The DOJ can also seek significant penalties in criminal proceedings for violations of the CEA or related laws.

What Should Businesses be Doing to Mitigate Enforcement Risk?

No one can predict whether or when an investigation may arise. However, designing an effective compliance program that positions your organization to reduce the likelihood of misconduct (and respond effectively to an inquiry from the CFTC or DOJ if necessary) is a crucial step in mitigating enforcement risk from the long arm of the U.S. regulators.

There are a number of important nuances that businesses in Brazil and throughout South America may wish to consider when designing and evaluating their compliance programs. These include:

  • Ensuring your compliance program looks at your business in the same way the CFTC or its law enforcement partners would. In our experience, U.S. enforcement authorities typically look for whether a program specifically addresses U.S. legal issues and whether, in accordance with guidance from authorities like the DOJ Criminal Division, the program is “adequately designed for maximum effectiveness in preventing and detecting wrongdoing” and is “well-integrated into the company’s operations and workforce”;
  • Mirroring the CFTC’s use of data analytics by employing similar tools to monitor trading by your organization. Of course, this may also be done with a view to different or additional requirements that apply under applicable non-U.S. laws and the requirements of a given exchange; and
  • Ensuring your compliance program contains clear guidelines for quickly responding to various regulatory inquiries with the same degree of care, whether such inquiries come from local regulators such as the CVM, foreign regulators such as the CFTC, or other participants such as brokers or clients. Your company’s answers to an exchange or broker may very well wind up in the hands of law enforcement. Companies will be better positioned in responding to inquiries about their trading activities—regardless of the source—if their response procedures require thorough fact gathering, analysis, and a dialogue that involves all key internal stakeholders.
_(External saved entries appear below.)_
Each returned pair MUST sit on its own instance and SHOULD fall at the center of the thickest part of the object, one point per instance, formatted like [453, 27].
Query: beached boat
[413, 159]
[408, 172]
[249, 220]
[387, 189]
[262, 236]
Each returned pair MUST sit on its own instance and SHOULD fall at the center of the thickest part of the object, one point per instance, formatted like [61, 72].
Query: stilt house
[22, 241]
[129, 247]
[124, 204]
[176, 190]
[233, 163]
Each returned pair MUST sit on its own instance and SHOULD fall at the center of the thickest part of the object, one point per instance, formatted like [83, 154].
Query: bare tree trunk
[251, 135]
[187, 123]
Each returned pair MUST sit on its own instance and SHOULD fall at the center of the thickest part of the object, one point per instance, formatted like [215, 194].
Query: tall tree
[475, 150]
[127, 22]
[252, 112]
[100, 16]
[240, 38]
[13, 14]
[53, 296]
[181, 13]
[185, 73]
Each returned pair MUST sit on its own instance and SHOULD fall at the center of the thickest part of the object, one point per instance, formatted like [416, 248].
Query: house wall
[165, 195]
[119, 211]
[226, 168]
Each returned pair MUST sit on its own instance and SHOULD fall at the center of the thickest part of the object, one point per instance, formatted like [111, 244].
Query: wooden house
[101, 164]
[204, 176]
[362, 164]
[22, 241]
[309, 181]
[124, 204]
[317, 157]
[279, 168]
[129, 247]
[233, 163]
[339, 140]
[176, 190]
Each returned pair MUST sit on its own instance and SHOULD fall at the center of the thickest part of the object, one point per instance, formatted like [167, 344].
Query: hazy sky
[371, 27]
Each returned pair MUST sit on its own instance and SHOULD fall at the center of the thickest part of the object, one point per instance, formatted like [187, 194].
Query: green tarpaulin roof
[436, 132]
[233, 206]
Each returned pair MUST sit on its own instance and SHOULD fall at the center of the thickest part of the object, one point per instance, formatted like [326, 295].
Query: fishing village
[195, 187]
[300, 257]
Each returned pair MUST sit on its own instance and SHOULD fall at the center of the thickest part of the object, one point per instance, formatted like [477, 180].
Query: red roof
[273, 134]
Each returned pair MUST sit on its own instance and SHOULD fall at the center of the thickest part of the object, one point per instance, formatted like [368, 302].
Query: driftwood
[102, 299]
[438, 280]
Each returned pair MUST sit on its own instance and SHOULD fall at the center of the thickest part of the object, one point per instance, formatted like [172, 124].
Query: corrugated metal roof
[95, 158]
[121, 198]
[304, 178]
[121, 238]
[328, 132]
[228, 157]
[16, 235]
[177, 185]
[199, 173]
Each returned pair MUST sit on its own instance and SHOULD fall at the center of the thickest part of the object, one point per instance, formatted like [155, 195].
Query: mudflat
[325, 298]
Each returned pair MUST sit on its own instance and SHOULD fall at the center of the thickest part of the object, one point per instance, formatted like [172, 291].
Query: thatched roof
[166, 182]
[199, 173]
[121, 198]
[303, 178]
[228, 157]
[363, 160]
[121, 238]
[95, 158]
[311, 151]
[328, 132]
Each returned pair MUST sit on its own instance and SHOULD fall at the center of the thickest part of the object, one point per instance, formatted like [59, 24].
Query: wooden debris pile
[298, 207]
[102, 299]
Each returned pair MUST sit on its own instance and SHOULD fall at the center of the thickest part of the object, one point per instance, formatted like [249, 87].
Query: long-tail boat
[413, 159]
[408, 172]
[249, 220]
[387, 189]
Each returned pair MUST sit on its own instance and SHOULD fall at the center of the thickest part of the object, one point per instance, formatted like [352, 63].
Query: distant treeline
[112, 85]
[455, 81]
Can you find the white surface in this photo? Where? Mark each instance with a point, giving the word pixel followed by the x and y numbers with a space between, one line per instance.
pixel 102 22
In the best-case scenario, an effective compliance program can deter employee misconduct in the first place. If employee misconduct does occur, a well-designed compliance program can help a company to gather the facts and implement a response quickly, potentially mitigating the company’s civil and/or criminal exposure in the U.S. and locally. It can also increase the likelihood that misconduct is detected early, better positioning a company to consider self-disclosure, and allowing it to take advantage of the benefits available for cooperation and remediation. And in the event of an enforcement action, the design and effectiveness of a compliance program are variables that can impact the form and size of any resolution.

Three Key Takeaways

1. The CFTC is the U.S. federal regulator of the global derivatives markets and has extra-territorial reach.

2. The CFTC can potentially investigate and prosecute non-U.S. persons based in any Latin American country that trade commodities or certain derivatives such as futures, options on futures, and swaps regardless of their physical presence in the U.S.

3. Designing an effective compliance program that positions your organization to reduce the likelihood of misconduct (and, if necessary, to respond effectively to an inquiry from the CFTC) is a crucial step in mitigating enforcement risk from the long arm of the U.S. regulators.